Abstract

While radical cystectomy remains the treatment of choice for invasive transitional cell carcinoma, the importance of its timing has been increasingly scrutinized. We determined whether the interval between diagnosis of muscle invasion and definitive radical cystectomy influenced pathological staging outcome. Of the 303 patients who underwent radical cystectomy from January 1998 to December 2001, 153 were diagnosed with muscle invasive transitional cell carcinoma at transurethral resection. Charts were reviewed for pathological stage, demographics and time between diagnosis of muscle invasion and radical cystectomy. Mean patient age was 67.2 years (range 35 to 88) with the majority (121 of 153, 79%) being male.
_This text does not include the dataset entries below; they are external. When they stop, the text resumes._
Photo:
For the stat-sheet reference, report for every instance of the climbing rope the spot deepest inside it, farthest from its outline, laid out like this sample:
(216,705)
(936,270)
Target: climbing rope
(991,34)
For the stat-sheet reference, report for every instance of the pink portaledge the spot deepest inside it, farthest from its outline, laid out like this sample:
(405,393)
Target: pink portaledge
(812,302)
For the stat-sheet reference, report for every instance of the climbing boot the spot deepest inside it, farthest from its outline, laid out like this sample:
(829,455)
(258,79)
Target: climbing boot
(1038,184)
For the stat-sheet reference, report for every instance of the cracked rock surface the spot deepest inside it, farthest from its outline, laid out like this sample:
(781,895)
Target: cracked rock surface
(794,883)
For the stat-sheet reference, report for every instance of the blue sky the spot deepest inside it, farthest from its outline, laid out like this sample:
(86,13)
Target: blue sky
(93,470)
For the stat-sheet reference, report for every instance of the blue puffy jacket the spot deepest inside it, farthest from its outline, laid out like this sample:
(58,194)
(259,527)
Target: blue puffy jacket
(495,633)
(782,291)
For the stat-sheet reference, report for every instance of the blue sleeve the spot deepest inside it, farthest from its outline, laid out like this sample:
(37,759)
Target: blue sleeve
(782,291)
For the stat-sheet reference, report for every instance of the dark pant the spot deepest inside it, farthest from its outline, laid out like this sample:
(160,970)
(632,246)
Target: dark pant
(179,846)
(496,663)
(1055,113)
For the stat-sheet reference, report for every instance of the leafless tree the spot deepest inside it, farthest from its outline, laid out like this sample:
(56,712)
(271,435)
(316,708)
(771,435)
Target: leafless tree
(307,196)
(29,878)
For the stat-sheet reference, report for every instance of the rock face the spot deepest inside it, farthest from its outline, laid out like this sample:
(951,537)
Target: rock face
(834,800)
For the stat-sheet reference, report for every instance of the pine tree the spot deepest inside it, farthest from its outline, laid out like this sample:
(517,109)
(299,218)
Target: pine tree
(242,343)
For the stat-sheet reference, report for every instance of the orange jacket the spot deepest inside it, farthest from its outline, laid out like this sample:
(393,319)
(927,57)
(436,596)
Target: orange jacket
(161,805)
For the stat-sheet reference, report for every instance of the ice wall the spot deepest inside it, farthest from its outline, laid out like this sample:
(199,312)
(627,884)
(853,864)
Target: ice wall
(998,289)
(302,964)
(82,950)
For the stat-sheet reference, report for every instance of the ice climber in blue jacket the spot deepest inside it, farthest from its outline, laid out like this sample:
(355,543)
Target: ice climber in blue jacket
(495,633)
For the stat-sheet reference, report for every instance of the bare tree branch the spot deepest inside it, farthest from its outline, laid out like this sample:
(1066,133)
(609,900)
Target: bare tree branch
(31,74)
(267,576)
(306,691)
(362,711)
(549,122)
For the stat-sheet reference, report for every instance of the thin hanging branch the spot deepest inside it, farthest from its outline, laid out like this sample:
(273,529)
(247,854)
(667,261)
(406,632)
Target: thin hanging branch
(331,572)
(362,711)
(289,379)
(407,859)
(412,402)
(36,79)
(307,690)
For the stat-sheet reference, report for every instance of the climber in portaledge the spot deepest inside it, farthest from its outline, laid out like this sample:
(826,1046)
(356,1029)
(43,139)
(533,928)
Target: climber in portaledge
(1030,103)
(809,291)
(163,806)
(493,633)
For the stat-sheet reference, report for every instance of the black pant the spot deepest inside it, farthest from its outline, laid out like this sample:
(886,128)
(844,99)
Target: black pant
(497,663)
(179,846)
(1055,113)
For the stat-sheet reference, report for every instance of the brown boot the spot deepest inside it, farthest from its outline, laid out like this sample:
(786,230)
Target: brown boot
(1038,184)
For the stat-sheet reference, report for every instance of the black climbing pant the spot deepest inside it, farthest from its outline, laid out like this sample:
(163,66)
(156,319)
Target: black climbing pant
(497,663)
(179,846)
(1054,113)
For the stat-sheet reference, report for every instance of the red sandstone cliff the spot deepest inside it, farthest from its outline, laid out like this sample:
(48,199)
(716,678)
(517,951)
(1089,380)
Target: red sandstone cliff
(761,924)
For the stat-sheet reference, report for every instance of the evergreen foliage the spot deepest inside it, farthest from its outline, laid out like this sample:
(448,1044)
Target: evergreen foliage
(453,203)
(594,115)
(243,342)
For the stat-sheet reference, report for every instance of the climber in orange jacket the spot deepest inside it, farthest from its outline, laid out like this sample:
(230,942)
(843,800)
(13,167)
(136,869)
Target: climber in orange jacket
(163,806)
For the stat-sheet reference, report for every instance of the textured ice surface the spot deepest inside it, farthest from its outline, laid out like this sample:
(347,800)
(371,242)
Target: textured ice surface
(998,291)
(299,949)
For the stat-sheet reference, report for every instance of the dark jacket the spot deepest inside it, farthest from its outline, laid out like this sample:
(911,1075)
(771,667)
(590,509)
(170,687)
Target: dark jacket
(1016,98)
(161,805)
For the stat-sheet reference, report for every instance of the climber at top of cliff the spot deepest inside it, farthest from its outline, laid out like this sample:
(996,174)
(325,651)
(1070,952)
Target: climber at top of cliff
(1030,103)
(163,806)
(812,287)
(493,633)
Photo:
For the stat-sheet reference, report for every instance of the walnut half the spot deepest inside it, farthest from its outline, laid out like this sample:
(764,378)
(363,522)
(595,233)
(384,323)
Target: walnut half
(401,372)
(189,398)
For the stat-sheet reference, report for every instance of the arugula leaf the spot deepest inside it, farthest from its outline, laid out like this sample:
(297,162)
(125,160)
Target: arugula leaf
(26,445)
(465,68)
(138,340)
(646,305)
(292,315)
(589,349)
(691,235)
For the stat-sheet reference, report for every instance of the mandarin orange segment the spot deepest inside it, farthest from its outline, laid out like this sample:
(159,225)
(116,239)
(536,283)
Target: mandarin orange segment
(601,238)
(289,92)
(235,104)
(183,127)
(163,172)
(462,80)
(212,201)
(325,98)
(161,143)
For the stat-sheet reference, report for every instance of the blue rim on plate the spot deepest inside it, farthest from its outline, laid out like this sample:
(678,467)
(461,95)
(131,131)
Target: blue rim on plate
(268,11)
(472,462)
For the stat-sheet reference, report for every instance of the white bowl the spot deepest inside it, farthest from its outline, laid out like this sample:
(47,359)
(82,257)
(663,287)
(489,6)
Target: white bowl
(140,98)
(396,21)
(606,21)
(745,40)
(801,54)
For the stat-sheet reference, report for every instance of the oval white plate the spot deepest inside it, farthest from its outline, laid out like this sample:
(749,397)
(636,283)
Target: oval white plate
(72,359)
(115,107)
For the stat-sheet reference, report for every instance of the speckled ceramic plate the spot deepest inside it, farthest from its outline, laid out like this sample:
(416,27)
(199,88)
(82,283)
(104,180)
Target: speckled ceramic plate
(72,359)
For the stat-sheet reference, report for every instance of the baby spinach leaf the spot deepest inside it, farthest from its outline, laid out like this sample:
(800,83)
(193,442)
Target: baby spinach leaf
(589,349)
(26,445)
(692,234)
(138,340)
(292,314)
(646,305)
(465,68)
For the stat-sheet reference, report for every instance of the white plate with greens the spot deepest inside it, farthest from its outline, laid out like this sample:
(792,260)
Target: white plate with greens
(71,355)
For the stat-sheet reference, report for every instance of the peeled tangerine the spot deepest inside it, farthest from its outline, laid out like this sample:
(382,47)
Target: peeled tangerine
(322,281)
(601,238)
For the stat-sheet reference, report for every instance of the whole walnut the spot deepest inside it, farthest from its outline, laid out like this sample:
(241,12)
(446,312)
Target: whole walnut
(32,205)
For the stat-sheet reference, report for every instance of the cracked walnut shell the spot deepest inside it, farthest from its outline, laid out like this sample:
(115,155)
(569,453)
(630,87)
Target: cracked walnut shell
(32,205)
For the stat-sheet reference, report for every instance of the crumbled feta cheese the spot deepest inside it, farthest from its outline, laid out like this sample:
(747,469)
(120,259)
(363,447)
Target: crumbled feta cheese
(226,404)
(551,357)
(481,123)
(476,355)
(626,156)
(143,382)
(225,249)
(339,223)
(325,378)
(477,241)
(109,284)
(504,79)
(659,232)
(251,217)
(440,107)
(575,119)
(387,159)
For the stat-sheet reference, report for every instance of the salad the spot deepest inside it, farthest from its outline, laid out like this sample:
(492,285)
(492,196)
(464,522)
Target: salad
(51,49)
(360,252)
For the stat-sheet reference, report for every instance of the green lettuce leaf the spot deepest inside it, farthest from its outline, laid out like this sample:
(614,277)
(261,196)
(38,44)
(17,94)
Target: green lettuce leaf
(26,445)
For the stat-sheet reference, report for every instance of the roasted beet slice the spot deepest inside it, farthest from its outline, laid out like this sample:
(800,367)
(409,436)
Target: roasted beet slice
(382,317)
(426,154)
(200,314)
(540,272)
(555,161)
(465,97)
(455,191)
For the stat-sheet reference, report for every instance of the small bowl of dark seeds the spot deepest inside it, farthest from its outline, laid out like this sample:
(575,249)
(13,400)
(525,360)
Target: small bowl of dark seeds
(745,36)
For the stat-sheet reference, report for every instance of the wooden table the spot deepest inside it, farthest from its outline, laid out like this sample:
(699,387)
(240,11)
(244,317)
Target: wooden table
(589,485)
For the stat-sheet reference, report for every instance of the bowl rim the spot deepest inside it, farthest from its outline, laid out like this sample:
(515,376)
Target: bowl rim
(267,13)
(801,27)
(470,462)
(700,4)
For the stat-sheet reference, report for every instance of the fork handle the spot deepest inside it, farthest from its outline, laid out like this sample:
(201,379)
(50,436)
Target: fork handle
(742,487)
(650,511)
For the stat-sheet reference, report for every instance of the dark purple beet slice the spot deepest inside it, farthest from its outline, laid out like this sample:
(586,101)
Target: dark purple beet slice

At the time of cystectomy, 68 of 153 (44%) patients had organ confined disease (pT2B or lower), while node positive disease was found in 58 of 153 patients (38%). Mean time from transurethral resection diagnosis of muscle invasive disease until cystectomy was 63 days (range 8 to 473). A statistically significant correlation existed between time of diagnosis and cystectomy, and final pathological stage. Specifically, those patients with an interval greater than 90 days were more likely to have pT3 or higher, nonorgan confined disease compared to those patients undergoing cystectomy before 90 days (81% versus 52%, p = 0.01). Furthermore, those patients with organ confined disease had a significantly shorter mean time between diagnosis and cystectomy of 47.5 days versus 75.1 days for nonorgan confined disease (t test p = 0.02). In patients with muscle invasion at diagnosis, a delay in surgery is associated with more advanced pathological stage, especially when the delay is longer than 90 days. While appropriate time should be given for consideration of options and pretreatment evaluation, undue delay may compromise cancer control.